Above is an example of an integrated, smoothed view of variant proportions over time produced by Nextstrain, as integrated with the Connecticut COVID Tracker
As with maps, it is important to note that the array of Variants of Interest (VOIs) and Variants of Concern (VOCs) under surveillance are subject to change. Therefore, stacked bar charts can rapidly become complex and difficult to track. One way to combat information overload is to build interactive features and filters that empower users to focus on the most critical values and patterns in the visualization.
Tables are typically used on dashboards as a secondary visual to provide details and context to a primary visual, as shown above in the Variants over Time section. Tables, like the one shown below depicting variant frequencies in Washington State, are a staple format for epidemiological reports about public health investigations.
Tables can also be used to provide very granular information across multiple variables, such as the cross-tabulation of variants by county one shown below, also from Washington State.
Above is a county-level cross-tabulation of VOIs and VOCs, which can be helpful in digging through very granular data. Tables are an ideal companion to provide context to broad, summary visualizations (as identified on the Variants over Time section).
Dashboards are often designed to provide near real-time views of data, and their performance can vary dramatically depending on the scale of the underlying dataset. For example, when too much information is shown, visualization can fall victim to 'overplotting'. Overplotting describes the situation where data or labels overlap, making it difficult to discern individual data points or interpret patterns. Overplotting typically occurs with a large number of data points or a small number of unique values.
Above are two examples of overplotting; a scatter plot with an overwhelming number of data points that is difficult to read (left) and a pie chart with wedge labels obscuring the data (right).
Solutions to overplotting include:
- reducing data point size
- changing data point shape, jitter, or transparency
- tiling or subsetting data
- algorithms to aggregate, cluster, or prevent label overlapping
Case Study: Johns Hopkins COVID-19 Map
As the COVID-19 pandemic became widespread, the Johns Hopkins Coronavirus Resource Center's cumulative dashboard suffered from overplotting. The original map below better represents population distributions and territorial boundaries than progress of the pandemic.
Johns Hopkins responded by producing a detailed heatmap visualization that is released in video format once per day.
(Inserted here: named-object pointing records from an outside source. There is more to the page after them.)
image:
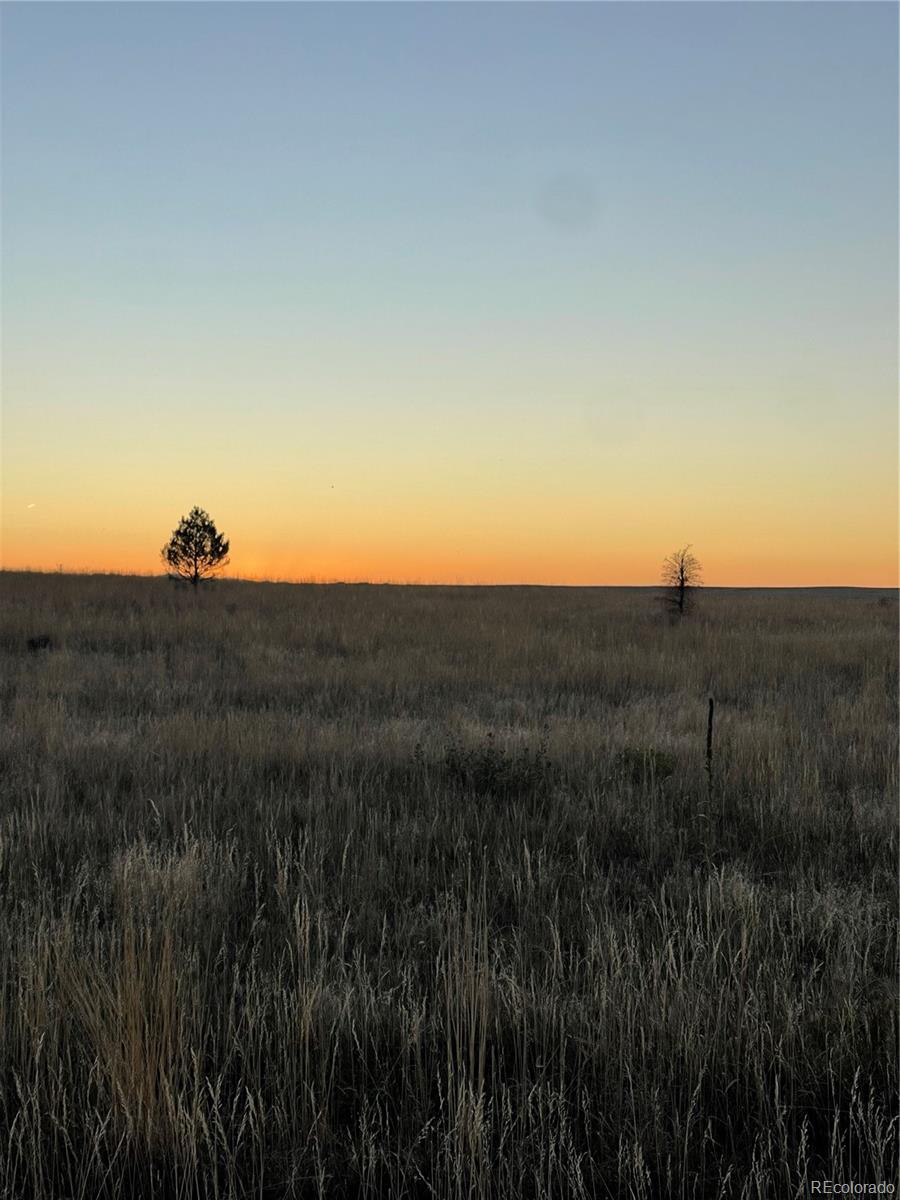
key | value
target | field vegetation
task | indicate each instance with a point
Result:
(361, 892)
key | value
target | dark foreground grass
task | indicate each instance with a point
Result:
(424, 892)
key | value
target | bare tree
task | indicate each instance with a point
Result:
(196, 550)
(682, 576)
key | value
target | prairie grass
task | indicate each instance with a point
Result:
(360, 892)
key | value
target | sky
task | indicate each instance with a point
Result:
(477, 293)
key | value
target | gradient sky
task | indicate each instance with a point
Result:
(466, 293)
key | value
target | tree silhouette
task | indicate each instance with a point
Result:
(196, 550)
(681, 575)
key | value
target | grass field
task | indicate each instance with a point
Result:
(331, 891)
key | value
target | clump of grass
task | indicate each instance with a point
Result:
(641, 766)
(492, 769)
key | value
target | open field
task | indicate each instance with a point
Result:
(325, 891)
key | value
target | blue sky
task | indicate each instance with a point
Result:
(495, 251)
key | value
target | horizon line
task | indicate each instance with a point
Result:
(87, 573)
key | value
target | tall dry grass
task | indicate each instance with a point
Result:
(376, 892)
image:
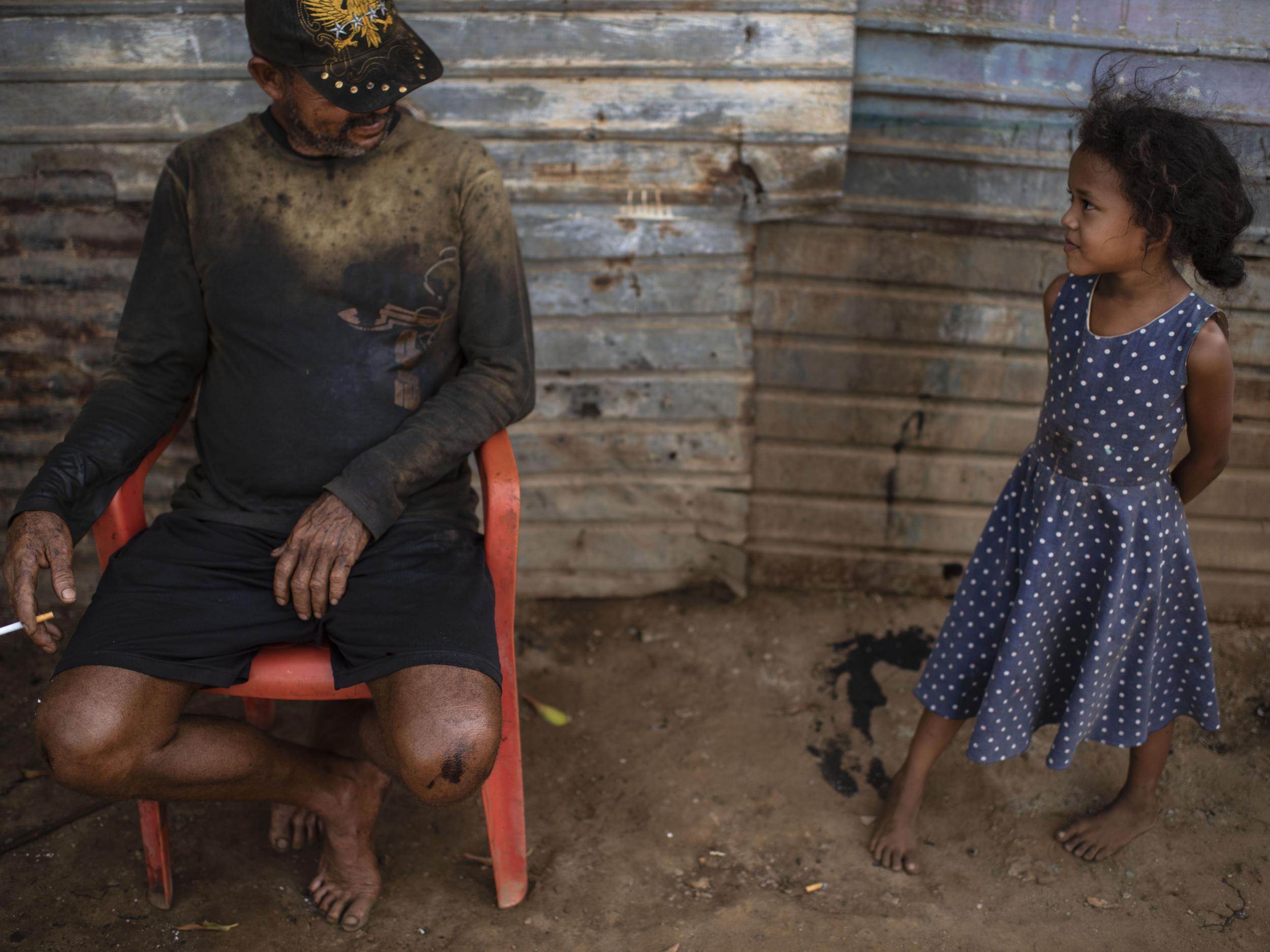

These videos effectively act as a rapid but effective walkthrough of multiple dashboard elements in a short period of time.
Above is a screen capture of the Johns Hopkins University's Daily COVID-19 Video captured on April 29th, 2021.
Variants of Interest and Variants of Concern can vary dynamically over time, and so it may be ineffective to report the frequencies for all variant at all time points. Rather, it may be useful to only report variants according to defined criteria, such as:
- only the most frequent (top 5, top 10, etc.)
- all variants above a threshold (1%, 5%, etc.)
It may be helpful to provide additional filtering parameters or graphical context to describe sequence data availability for the period of time or region under evaluation. The example below enables report-level filtering based on selected time intervals.
Above is an example of variant proportion visualization in one of the Regional Reports by Outbreaks.Info.